Just like India, eating together with your hands is a time-honoured tradition here. You must always eat with your right hand, using the thumb and first two fingers. Using more may be a sign of gluttony. The left may only be used for selecting up bread or passing dishes on to people. Also, another fun fact, If more food is offered, it’s polite to refuse the first time, then accept a little portion upon the second offering. And that’s what aunt did to me and being the hungry beast that I am I accepted the food at the first go! The rules here were a little strict but they really made me understand what happens away from our immediate surroundings and how the world functions.
Though, I spoke incorrectly. The most strict rules I had to follow while dining were when we went to Japan. I learnt that the seating arrangement is one of the most important parts of Chinese and Japanese dining etiquette. If the guest of honour or most senior member is not seated, others are not allowed to be seated. If they haven’t started eating, others shouldn’t begin to eat. When raising toasts, the first one is made from the seat of honour and then, it is continued down the order of prominence.
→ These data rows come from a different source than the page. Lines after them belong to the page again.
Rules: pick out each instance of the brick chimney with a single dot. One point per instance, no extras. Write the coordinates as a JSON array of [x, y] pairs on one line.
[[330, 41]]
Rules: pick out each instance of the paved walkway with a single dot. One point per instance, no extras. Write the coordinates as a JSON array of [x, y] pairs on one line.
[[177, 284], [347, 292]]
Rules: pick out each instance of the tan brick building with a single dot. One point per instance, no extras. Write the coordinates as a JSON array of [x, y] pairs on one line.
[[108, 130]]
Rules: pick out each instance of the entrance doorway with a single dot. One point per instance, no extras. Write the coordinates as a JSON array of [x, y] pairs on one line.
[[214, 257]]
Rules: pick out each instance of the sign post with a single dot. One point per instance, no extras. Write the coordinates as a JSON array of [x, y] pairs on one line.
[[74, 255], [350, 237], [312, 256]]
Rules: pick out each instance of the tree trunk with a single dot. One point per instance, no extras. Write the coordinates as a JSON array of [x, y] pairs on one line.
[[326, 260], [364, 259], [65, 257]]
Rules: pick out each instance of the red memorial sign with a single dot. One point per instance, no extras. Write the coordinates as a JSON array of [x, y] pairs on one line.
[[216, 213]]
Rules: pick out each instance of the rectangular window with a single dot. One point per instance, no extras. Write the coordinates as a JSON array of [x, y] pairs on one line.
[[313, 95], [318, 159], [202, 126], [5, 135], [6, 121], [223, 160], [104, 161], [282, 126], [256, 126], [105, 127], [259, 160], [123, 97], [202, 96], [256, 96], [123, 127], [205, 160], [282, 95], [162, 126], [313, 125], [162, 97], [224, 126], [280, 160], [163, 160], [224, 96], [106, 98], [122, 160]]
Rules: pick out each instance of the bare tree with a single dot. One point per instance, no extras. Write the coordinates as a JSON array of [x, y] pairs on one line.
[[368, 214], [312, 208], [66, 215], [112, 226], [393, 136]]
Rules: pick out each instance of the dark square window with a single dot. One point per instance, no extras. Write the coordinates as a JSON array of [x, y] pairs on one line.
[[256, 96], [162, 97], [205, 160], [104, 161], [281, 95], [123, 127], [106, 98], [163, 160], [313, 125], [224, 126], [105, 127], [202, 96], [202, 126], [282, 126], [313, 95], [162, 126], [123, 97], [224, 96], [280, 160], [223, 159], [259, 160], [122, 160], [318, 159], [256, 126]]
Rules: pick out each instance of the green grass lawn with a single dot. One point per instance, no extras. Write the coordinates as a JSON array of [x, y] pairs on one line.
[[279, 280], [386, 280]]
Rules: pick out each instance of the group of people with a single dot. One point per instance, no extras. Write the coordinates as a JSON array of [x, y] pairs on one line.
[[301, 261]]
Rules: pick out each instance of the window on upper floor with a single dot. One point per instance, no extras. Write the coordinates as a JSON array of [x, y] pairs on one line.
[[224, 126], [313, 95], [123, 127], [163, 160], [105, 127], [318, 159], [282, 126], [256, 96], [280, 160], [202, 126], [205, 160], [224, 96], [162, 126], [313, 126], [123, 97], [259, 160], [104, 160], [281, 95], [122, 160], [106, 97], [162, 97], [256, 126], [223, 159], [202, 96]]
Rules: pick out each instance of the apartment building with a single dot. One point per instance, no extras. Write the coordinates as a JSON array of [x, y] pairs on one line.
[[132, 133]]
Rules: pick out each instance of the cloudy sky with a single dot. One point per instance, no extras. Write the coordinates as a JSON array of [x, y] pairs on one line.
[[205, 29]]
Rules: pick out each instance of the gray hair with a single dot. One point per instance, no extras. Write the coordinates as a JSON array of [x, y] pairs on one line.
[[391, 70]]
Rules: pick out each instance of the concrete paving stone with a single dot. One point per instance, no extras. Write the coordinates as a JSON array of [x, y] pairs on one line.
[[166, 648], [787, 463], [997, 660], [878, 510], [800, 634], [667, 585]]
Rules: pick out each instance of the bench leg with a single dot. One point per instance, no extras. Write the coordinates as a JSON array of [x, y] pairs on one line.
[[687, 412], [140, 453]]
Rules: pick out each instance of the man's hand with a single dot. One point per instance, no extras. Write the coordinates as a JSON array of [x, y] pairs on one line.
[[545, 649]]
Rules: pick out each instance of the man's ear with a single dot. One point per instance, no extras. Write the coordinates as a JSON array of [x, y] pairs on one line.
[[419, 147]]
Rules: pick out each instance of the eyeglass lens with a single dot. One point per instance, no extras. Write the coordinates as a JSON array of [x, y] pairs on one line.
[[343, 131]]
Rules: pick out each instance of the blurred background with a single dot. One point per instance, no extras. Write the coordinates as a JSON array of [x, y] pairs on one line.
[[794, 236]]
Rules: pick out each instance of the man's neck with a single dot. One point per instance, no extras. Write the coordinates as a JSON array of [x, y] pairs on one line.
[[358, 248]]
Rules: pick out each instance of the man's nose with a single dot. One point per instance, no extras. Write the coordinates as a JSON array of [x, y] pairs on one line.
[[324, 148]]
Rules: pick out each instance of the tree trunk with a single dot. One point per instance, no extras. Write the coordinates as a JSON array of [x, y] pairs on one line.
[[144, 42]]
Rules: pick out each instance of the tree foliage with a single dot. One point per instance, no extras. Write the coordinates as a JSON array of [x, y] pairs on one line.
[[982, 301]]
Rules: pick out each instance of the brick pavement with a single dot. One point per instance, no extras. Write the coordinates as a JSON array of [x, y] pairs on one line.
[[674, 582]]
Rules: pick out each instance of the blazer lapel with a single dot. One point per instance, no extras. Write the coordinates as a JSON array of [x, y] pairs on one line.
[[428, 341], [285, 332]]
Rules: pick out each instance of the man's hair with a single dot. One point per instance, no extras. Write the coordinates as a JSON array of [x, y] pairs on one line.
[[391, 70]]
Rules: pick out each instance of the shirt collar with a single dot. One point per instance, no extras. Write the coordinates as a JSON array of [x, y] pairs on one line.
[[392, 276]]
One of my father’s friends there directed me to pick up the bowl with my thumb on the mouth of the bowl, first finger, middle finger the third finger supporting the bottom of the bowl, and palm empty. He told me that if one doesn’t pick up their bowl, bend over the table, and eat facing their bowl, it will signify bad table manners. Moreover, it’ll have the consequence of compressing the stomach and restricting digestion. Either one should sit straight and let the bowl be on the table (if the table is high enough) or lift the bowl and eat.
He also taught us the art of eating with chopsticks. Leaving them upright during a bowl between bites is taken into account as poor taste, as this is often how ceremonial rice is usually left as an offering at funerals. Further, one must never cross or lick their chopsticks. One must not pierce their food with chopsticks. Placing chopsticks directly on the table is unwelcome and one should instead put them across their dish or on rest. If you point your chopsticks towards another person on the table, it is considered highly disrespectful.
I found one thing very fascinating— contrary to what other customs believe, belches are welcome and seen as an indication of satisfaction (and a compliment to the chef!). I also learnt that one must always a small amount of food on their plate as an empty plate indicates that they weren’t fed enough and is offensive towards the host/chef.
And that is how food is eaten around the world. Remember this, whenever you get the chance to travel in the next year or so! I hope I get to go someplace new with you too!